Che le miniere sarde abbiano una storia di sangue voluta dall’alto è una cosa evidente, più che mai oggi che i minatori della Carbosulcis sono protagonisti di un’altra protesta, l’ennesima, fatta per chiedere l’impossibile permanenza di un’industria che ha finito i suoi giorni utili ormai da diversi decenni. Lo so, non bisogna dirlo: ci sono le loro famiglie disperate. Non si può sostenere che la miniera debba chiudere: perderanno il lavoro, cioè la garanzia della sopravvivenza. Invece dirlo è necessario, perché la responsabilità della memoria di Buggerru impone anche di chiamare per nome le scelte scomode che nessuna politica ha avuto il coraggio di fare negli ultimi cento e otto anni. Ma anche fermandosi agli ultimi venti, quelle scelte non le ha fatte certo il deputato sulcitano con l’elmetto che oggi è convinto di capitalizzare consensi facendosi fotografare con gli occhi sbarrati accanto a chi la giornata se la lavora davvero. Non le ha fatte nemmeno il presidente della regione Ugo Cappellacci, che in quattro anni ha cambiato quattro assessori all’industria e che meno di un anno fa ha nominato direttore della Carbosulcis un 28enne figlio di papà politico i cui unici titoli erano una laurea telematica e una specializzazione in gestione delle portinerie. Però quelle scelte – e questo va detto con chiarezza – non le ha fatte neppure la gente del Sulcis quando ha eletto questi incompetenti con il 56% delle preferenze, dimenticandosi che il futuro comincia dal voto responsabile: i politici hanno colpe oggettive, ma qualcuno li ha eletti. Anche ricordare questo è necessario.

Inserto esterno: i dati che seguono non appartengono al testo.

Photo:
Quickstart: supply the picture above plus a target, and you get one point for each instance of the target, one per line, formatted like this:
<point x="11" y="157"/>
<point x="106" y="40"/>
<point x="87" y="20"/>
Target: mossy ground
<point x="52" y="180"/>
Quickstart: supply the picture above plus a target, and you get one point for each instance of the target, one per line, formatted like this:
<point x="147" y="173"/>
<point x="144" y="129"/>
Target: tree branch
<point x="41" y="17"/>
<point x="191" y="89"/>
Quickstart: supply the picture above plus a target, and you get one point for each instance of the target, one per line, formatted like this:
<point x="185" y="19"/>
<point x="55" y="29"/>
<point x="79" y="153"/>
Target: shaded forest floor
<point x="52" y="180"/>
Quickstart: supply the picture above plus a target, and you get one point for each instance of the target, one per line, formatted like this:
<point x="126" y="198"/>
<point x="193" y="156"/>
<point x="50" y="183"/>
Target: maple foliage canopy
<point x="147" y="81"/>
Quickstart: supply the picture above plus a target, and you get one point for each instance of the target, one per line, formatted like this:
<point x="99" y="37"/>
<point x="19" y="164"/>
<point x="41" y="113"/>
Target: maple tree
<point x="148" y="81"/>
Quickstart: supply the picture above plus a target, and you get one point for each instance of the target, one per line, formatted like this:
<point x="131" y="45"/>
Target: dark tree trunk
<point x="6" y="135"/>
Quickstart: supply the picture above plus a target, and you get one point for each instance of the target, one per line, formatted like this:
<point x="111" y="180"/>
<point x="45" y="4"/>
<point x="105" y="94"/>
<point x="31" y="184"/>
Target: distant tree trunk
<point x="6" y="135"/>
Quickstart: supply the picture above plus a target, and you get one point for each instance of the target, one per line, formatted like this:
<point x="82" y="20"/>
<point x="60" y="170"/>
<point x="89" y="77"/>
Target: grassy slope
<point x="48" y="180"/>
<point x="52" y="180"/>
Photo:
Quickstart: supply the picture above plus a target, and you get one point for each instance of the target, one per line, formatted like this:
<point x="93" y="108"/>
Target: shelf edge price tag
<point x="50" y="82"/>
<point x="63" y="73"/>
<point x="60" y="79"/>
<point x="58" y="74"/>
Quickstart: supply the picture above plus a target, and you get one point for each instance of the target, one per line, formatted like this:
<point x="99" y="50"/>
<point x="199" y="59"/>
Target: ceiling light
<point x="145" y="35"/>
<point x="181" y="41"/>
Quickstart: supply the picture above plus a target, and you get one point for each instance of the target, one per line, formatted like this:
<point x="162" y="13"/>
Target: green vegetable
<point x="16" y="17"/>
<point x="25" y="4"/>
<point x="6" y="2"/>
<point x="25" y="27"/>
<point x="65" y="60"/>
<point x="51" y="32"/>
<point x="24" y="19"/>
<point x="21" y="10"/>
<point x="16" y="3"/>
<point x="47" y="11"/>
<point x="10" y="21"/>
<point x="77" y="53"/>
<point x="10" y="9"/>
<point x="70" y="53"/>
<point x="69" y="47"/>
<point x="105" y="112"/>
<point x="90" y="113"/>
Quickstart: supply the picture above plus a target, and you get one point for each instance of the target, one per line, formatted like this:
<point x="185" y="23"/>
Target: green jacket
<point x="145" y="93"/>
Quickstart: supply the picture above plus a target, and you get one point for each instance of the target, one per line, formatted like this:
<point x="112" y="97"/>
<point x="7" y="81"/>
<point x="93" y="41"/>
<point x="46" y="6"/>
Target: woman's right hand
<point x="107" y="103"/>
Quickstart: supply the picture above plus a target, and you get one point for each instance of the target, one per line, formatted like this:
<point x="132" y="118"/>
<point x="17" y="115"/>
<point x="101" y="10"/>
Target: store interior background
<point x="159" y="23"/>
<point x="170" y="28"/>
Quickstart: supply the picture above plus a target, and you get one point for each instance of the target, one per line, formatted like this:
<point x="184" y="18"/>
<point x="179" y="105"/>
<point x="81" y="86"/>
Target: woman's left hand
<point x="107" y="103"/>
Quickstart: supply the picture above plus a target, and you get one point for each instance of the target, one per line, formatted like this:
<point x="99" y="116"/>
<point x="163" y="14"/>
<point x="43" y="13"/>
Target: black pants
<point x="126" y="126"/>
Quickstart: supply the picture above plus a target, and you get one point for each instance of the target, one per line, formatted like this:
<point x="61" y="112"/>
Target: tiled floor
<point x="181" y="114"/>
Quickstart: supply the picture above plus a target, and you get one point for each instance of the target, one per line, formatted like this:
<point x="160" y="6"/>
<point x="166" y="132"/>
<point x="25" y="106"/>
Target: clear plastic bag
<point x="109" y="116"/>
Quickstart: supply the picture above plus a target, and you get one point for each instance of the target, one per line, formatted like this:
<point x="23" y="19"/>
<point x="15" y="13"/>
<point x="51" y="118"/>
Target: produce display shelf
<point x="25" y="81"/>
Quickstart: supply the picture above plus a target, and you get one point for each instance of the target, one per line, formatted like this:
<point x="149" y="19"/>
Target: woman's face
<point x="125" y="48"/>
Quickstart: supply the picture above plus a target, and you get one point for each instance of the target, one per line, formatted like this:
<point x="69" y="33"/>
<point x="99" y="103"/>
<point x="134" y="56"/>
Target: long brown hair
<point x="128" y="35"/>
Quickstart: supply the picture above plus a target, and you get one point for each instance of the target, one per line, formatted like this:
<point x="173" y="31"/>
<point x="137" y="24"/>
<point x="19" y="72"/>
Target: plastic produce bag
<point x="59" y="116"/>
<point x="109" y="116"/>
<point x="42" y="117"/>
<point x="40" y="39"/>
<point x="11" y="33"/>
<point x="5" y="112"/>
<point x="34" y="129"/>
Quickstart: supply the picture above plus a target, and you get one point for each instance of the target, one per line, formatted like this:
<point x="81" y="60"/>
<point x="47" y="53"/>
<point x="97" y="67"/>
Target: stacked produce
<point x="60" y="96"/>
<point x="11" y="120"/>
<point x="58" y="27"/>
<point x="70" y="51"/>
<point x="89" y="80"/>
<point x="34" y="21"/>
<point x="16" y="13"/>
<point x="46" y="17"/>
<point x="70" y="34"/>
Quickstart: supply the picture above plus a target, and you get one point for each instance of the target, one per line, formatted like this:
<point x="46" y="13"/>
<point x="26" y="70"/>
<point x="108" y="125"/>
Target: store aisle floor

Nella sostanza della protesta, i minatori hanno ragione: la precarietà della loro esistenza non è dipesa dal loro lavoro, ma da scelte industriali errate che lo hanno marginalizzato fino alla dispensabilità. C’era un percorso politicamente responsabile da fare, ma andava imboccato vent’anni fa, esattamente quando l’ENI abbandonò l’investimento minerario perché poco conveniente. Il percorso prevedeva due passaggi congiunti, indispensabili uno all’altro e caratterizzati da una visione progettuale assai rara da trovarsi nella classe dirigente sarda. …" Segue …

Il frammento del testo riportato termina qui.